18 keep(s) me blogging:

Rachel said...

OMG I just LOVE The kitty raincoat.

So shop for a rain coat at the Sports Authority, duh.

oh and I have strange hairs too. I got one on my chin now.

Rachel said...

yay 30!

The Future said...

I like my lettuce knife! It avoids lettuce rust you know.

Me said...

They make knives for lettuce now? Oh shit. I want me one of them!

Gorilla Bananas said...

You've just got to learn not to lose your umbrellas, Missy. If necessary, get a small one which folds into a little 8-inch truncheon which you can attach to your person. Just tape it to your calf, like Dirty Harry did with his flick knife.

Bretthead said...

You should knock off a grocery store using nothing but a lettuce knife. Wear your playboy bunny ears and steal all the heads of lettuce. Have the b-man film it. I want to see it on you-tube by next week.

Anonymous said...

this post has caused me earworm.
"Blame it on the rain that was falling, falling
Blame it on the stars that did shine at night
Whatever you do don't put the blame on you
Blame it on the rain yeah yeah"

gaaaaaaaaaaaaaah! LOL

the blogger formerly known as yinyang said...

I call animal abuse on that horrible pink thing the dog is wearing.

Sarah said...

I just ran into the same stupid problem a couple days ago. I have like 8 coats and only one of them has a hood. And it's really ugly and from 10 years ago. I solved the problem by just running from building to car and back again. I get more wet I think.

Lettuce knives? Really?

d said...

they should make umbrellas for cookies. because there's nothing worse than a rain-soaked cookie.

wow... that could so be taken the wrong way, if you know what i mean.

Anonymous said...

when no hood - try a hat!

i guess it really rains a lot up there in Portland, eh?

kara said...

rachel - i guarantee even they will have raincoats with no hood. the world is unjust.

future - but still.

or - you are becoming the not problem not helping the solution.

goranas - i had one of those more than once. the most recent was left at the train station. i am...an idiot.

wow - ok, but don't expect professional production value.

twinkie - pray tell, what cures earworm?

yinyang - i think it's actually red. does that make it any more humane?

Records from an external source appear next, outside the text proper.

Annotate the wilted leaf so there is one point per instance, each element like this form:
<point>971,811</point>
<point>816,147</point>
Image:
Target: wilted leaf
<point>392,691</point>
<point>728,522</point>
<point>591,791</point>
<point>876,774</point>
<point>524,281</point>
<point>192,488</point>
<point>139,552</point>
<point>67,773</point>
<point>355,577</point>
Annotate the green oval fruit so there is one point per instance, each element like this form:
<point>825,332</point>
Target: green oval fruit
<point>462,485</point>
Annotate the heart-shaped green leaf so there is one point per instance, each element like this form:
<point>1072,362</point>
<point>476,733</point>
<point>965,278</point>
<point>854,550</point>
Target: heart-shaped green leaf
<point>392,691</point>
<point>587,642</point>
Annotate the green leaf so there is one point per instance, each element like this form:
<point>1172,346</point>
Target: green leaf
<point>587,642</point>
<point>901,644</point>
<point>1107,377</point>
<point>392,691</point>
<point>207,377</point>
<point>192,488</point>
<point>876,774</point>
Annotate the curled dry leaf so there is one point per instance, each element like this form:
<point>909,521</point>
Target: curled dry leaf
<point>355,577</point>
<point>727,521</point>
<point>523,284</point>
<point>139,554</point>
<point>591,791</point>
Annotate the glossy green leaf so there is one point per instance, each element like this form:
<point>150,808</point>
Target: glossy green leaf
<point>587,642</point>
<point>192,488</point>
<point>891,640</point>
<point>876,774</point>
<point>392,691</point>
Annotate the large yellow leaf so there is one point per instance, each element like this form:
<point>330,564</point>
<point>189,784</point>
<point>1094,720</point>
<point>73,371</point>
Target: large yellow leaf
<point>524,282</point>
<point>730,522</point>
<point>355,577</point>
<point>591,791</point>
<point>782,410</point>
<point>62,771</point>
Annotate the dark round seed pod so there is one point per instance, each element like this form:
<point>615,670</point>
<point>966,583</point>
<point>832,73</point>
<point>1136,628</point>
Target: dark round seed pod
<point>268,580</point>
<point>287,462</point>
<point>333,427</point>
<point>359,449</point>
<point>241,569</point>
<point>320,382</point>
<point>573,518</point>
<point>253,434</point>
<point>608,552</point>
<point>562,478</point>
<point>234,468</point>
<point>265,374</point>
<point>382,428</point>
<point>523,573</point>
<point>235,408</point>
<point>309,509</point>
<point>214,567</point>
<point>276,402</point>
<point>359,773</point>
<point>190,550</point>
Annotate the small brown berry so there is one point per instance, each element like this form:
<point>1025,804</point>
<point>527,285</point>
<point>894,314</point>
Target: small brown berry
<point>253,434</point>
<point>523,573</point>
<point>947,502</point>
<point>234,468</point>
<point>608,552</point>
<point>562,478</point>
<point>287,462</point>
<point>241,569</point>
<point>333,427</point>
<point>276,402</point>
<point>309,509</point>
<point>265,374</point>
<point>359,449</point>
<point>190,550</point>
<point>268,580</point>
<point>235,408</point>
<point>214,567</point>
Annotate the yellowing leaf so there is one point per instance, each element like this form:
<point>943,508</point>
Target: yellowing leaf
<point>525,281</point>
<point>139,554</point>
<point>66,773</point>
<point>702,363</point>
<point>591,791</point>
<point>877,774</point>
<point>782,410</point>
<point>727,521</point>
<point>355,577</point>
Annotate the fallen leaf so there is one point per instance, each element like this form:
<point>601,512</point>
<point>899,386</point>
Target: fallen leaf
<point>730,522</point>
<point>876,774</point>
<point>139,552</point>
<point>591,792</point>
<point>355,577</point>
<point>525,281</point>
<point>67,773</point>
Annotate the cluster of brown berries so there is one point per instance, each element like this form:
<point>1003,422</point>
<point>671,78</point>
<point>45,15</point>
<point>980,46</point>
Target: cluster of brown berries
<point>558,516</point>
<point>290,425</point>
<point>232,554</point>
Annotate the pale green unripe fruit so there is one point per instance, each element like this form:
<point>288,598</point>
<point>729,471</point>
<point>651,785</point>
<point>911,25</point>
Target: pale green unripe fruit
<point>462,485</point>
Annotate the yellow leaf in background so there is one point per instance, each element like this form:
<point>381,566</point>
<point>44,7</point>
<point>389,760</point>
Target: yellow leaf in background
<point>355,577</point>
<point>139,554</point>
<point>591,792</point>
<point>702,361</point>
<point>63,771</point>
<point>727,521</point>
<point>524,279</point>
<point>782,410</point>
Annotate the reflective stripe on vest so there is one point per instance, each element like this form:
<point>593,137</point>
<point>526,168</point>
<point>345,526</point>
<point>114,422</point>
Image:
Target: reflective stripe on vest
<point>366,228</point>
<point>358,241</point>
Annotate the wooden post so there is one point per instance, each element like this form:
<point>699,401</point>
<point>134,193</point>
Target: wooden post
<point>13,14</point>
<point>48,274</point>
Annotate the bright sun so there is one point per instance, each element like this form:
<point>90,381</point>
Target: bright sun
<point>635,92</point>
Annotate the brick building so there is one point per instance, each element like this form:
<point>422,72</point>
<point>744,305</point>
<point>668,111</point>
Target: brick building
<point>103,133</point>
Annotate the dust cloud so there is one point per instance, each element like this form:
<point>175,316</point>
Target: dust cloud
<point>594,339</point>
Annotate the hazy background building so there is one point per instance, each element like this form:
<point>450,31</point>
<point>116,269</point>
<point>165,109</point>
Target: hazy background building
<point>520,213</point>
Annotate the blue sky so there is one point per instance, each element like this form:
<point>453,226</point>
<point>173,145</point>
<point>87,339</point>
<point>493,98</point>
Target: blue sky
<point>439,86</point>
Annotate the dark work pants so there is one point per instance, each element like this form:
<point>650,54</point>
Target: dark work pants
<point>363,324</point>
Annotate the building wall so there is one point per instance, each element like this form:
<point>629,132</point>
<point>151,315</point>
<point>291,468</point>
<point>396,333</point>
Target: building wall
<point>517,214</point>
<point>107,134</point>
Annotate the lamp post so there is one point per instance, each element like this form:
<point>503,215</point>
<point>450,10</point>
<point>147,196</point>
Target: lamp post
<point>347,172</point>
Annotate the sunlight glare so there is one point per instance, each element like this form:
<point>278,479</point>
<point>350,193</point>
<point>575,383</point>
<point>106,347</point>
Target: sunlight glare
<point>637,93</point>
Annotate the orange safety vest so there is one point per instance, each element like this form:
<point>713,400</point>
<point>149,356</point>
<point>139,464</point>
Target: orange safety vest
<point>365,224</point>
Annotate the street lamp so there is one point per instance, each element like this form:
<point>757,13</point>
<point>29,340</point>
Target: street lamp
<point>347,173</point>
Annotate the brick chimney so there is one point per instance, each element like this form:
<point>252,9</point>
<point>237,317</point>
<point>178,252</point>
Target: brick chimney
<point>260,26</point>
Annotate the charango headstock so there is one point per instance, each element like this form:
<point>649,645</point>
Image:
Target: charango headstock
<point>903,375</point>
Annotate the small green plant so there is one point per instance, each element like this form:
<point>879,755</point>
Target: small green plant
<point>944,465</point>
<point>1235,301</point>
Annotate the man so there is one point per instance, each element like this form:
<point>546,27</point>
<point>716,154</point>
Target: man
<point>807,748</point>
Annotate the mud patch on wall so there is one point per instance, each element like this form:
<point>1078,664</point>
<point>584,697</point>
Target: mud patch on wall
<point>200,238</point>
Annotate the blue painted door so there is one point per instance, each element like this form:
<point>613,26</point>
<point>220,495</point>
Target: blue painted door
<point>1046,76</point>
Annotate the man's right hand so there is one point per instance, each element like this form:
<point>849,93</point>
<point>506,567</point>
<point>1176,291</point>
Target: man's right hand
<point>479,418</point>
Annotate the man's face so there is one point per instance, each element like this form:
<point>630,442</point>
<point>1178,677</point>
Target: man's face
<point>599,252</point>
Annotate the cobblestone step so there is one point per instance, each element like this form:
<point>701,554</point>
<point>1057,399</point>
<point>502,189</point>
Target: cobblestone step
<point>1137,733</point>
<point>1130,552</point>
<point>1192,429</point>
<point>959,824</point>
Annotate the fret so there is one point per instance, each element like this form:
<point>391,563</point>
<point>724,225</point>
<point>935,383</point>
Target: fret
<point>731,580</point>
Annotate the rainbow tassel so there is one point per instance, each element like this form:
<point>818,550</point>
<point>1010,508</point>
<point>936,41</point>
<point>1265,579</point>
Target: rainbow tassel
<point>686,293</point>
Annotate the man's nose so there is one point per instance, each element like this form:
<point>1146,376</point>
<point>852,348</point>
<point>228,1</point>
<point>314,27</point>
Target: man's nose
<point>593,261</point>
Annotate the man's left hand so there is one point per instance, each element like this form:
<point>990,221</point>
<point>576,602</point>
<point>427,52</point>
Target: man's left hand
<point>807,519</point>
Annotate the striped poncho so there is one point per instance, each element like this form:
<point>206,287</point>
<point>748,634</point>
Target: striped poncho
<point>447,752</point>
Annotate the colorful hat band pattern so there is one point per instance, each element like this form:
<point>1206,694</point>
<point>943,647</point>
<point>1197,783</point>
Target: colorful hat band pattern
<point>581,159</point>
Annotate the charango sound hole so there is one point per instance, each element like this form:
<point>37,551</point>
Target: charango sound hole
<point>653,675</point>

sarah - i see you feel me. we're such soul sisters. if we weren't, you'd have already owned a lettuce knife. oh my god, i'm so sending you one for christmas.

d - do you dip your cookies in milk? (this is a response to the non-dirty aspect of your comment)

stayz - my dear stayz, i've already covered this...i don't look GOOD in hats.

AxAtlas said...

You should wear a balaclava. You would look badass..very Ninja-like. Actually, you and Brandon should wear matching ones and start your own Ninja club. Black or camo colored balaclavas. Uh huh. And then post pictures of you two sporting em'.
B A D A S S!

Mary Witzl said...

My husband would agree with you 100%. He can't use umbrellas and he looks awful in raincoats; things with hoods thrill him no end. I've got a hooded item of clothing, but then I'm really weird -- I like getting rained on. (Easy to say when you don't live in Oregon, but remember -- I once lived in Scotland!)

Anonymous said...

Nothing, really. LOL it just goes away on it's own, or another song comes along and replaces it.

stinkypaw said...

I enjoy hoodies and those rain hat look so ridiculous! I would love me a coat like the kitty has... with some polka-dots rubber boots, of course!

Macoosh said...

i'm baaaaaaack!!!! http://reflectionofadream.blogspot.com/

and I've been meaning to tell you... i LOOOOOOVE REALLY ROSIE and love that you used a song from it as a post title last week.

kara said...

ax - i have no desire to wear a dessert.

mary - you are an odd one. but i likes ya.

twinkie - it sounds painful and dangerous.

stinkypaw - i imagine you'd be able to totally rock that look, somehow.

macoosh - it's about time. and you're going to kill me when i say i have no idea what post you're talking about because i don't know what Really Rosie is. i'm so very sorry.